The global easing cycle from central banks has continued, raising the appeal of borrowing strategies.

  • Weaker-than-expected US labor market data for August reinforced expectations of imminent Federal Reserve rate cuts.
  • Switzerland has already reduced rates to zero over the course of 2025.
  • While the European Central Bank refrained from cutting rates in July after eight consecutive reductions, we still expect one further reduction most likely in October. The Bank of England cut its policy rate by 25 basis points to 4% in August.

Against this backdrop, prudent borrowing can play multiple roles that support financial goals.

  • It may provide immediate funds without selling assets, avoiding taxable gains and transaction costs.
  • Investors looking to fund new private market investments may find it more efficient to borrow against diversified bond portfolios rather than hold excess cash to meet capital calls.
  • Borrowing to invest can yield higher long-term returns if expected returns exceed borrowing costs.

With the right risk management, borrowing strategies may grow in appeal this year.

  • Borrowing comes with risks that investors must be willing and able to bear.
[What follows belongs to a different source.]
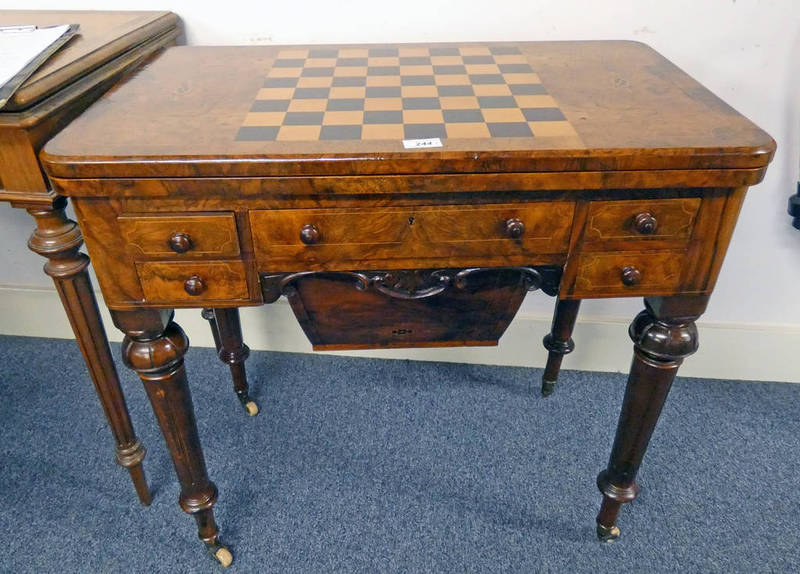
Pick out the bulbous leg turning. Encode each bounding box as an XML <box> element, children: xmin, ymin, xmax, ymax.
<box><xmin>112</xmin><ymin>309</ymin><xmax>232</xmax><ymax>566</ymax></box>
<box><xmin>597</xmin><ymin>297</ymin><xmax>707</xmax><ymax>542</ymax></box>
Investors should compare loan interest rates with expected returns; if returns are lower, borrowing may not be viable.
  • A borrowing strategy's robustness must be assessed against market risks and spending plans. Key factors in choosing a borrowing strategy include loan duration, refinancing potential, and interest rate expectations.

New this week

US employment data for August showed nonfarm payrolls rising by just 22,000, well below consensus estimates of 75,000, while the unemployment rate climbed to a four-year high of 4.3%.

Did you know?

  • Two of the 12 voting members of the Fed's policy-setting committee dissented in favor of a rate cut at July's meeting—the first time since 1993 the committee has seen multiple dissents.
  • Historical analysis, while no guarantee of future performance, suggests borrowing to invest in diversified portfolios may bear fruit. CIO analysis of 24-month rolling returns for a 60/40 portfolio of US stocks (S&P 500) and US government bonds between 1998 and August 2024 finds such a portfolio would have generated returns ahead of US dollar borrowing costs on nearly 75% of occasions (and by an average 3.4% each year).

Investment view

We believe a falling-rate environment in 2025 may accommodate proactive borrowing approaches, with judicious use of debt as a tool for achieving financial goals. By leveraging debt wisely, investors have the potential to enhance portfolios, manage risks, and improve the likelihood of achieving long-term financial goals.